5. 5. A light emitting device as claimed in any preceding claim, which is operable to illuminate individual electronic light emitting elements separately in a monitoring mode.
6. 6. A light emitting device as claimed in any preceding claim, which is operable to vary a voltage or current supplied to one of the electronic light emitting elements, based on an output of the light sensor.
7. 7. A light emitting device as claimed in any preceding claim, which is operable to take into account ambient light levels when determining a light output of individual electronic light emitting elements with the at least one sensor.
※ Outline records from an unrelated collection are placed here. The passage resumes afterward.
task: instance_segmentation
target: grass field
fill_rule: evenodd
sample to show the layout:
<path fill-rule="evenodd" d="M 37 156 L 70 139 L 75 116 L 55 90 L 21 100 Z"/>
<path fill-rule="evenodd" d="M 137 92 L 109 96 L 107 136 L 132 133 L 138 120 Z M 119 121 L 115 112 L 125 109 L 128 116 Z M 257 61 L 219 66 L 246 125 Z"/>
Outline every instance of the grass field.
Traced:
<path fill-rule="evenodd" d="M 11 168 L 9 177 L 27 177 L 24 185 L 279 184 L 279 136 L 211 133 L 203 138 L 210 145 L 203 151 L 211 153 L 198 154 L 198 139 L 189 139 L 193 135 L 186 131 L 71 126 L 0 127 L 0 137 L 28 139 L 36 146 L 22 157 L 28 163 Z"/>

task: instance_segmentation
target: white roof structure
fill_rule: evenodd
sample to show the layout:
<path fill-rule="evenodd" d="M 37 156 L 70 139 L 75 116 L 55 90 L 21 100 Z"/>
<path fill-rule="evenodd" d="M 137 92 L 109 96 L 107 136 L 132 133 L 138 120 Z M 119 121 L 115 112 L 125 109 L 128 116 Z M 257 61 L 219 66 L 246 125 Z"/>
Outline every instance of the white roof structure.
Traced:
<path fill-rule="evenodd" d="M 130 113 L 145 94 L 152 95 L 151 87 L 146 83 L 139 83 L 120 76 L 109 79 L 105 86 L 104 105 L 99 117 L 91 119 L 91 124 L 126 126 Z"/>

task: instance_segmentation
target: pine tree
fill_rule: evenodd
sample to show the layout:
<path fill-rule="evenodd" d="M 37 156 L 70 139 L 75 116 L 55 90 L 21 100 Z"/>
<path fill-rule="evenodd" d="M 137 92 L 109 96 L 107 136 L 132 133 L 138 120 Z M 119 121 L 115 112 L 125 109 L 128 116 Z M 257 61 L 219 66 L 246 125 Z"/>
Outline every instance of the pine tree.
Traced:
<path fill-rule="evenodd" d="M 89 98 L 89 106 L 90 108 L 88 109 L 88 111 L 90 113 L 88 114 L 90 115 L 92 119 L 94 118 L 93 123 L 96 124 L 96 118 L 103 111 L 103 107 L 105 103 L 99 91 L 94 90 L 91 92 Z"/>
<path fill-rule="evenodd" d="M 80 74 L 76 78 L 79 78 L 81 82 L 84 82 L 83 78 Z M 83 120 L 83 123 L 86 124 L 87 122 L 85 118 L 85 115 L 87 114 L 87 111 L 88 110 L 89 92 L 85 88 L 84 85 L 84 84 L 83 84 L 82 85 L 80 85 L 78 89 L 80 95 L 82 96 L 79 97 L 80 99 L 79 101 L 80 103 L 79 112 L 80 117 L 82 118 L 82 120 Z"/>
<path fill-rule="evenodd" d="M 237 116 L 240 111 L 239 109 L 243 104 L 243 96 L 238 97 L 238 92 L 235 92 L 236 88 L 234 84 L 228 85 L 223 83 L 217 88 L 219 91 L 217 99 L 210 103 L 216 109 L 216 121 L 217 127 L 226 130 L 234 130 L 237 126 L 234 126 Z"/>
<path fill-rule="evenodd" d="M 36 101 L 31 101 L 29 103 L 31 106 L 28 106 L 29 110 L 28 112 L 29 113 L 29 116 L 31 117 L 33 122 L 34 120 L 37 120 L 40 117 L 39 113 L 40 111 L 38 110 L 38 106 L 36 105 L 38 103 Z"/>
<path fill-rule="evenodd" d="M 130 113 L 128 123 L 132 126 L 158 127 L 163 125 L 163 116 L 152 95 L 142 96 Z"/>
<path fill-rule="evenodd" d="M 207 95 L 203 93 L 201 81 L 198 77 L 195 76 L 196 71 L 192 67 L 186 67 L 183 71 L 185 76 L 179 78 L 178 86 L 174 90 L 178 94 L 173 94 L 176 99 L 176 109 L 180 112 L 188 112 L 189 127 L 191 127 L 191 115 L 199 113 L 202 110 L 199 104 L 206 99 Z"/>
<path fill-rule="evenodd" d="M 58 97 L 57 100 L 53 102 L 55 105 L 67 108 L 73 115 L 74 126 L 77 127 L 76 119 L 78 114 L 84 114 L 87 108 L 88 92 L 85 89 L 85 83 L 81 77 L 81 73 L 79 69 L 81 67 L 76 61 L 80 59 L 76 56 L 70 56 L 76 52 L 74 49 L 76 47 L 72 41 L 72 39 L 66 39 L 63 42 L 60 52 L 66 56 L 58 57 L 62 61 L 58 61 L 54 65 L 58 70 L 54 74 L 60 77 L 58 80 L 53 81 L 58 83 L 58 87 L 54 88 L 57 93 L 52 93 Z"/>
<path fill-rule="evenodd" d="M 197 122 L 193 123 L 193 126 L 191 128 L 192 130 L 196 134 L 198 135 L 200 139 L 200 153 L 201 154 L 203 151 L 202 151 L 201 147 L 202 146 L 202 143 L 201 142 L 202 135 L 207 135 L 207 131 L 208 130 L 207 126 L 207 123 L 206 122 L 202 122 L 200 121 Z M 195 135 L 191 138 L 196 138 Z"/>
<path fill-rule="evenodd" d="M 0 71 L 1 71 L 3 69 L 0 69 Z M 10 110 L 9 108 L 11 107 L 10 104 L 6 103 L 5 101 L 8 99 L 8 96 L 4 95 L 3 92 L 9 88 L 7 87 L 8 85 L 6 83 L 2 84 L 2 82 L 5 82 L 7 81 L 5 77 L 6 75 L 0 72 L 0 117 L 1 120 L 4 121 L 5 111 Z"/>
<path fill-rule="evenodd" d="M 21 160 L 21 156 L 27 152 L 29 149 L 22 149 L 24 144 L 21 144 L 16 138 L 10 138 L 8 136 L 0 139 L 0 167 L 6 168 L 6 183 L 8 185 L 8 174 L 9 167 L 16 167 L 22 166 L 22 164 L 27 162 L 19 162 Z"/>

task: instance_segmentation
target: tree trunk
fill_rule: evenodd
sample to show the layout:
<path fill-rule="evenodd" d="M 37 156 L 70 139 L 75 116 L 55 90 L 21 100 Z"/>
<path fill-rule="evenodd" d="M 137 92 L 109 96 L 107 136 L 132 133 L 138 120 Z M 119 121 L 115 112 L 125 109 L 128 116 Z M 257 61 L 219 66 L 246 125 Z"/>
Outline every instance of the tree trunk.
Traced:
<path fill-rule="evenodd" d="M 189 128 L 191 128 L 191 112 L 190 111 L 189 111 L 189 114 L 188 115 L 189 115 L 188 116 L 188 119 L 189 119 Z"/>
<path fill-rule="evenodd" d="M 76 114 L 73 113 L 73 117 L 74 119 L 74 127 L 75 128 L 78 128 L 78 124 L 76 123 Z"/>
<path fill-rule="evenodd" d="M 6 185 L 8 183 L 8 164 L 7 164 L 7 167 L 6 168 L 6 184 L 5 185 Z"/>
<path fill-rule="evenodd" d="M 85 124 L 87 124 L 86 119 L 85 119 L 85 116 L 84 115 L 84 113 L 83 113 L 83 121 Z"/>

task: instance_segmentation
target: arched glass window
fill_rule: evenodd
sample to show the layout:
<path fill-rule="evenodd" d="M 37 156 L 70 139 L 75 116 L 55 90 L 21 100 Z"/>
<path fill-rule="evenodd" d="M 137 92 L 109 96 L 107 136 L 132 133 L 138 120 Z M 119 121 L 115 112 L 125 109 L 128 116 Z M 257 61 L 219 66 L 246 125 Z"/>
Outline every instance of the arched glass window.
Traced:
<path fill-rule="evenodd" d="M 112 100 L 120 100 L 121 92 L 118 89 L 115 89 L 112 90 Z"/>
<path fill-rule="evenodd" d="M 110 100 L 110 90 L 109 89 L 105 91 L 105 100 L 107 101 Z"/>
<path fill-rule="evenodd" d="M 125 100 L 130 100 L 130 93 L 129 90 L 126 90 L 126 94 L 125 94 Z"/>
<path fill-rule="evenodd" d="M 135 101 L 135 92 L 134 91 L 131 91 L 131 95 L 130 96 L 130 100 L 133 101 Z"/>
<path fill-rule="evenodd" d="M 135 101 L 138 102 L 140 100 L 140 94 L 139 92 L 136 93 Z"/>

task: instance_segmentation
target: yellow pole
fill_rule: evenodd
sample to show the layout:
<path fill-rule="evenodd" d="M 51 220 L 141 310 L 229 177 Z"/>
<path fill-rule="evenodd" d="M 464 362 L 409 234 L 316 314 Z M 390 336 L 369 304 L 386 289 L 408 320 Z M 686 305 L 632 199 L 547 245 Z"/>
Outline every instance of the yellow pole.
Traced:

8. 8. A light emitting device as claimed in any preceding claim, which is operable to determine said light output in synchronization with a mains electrical supply or a source of ambient light
9. 9. A light emitting device as claimed in any preceding claim, in which the at least one light sensor is positioned to detect equal levels of light from the plurality of electronic light emitting elements, given equal light output.
10. 10. A monitoring system for a light emitting device having a plurality of electronic light emitting elements comprises at least one light sensor and control means, wherein the monitoring system is operable to illuminate the plurality of electronic light emitting elements separately, to determine a light output of individual light emitting elements with the at least one light sensor and to control a light output of each of the plurality of electronic light emitting elements according to an output of the light sensor.
11. 11. A method of monitoring a light emitting device comprises checking the light output of a plurality of electronic light emitting elements separately with at least one light sensor.
12. 12. A method as claimed in claim 12, which includes varying the light output of one or more of the plurality of electronic light emitting elements, based on the detected light output.
13. 13. A method as claimed in claim 11 or claim 12, in which the light emitting elements are illuminated sequentially.
14. 14. An emergency light in the form of a light emitting device according to any one of claims 1 to 9.
15. 15. An emergency lighting system comprising one or more light emitting elements according to any one of claims 1 to 9.
16. 16. A light emitting device substantially as described herein with reference to the accompanying drawings.
17. 17. A method of monitoring a light emitting device substantially as described herein with reference to the accompanying drawings.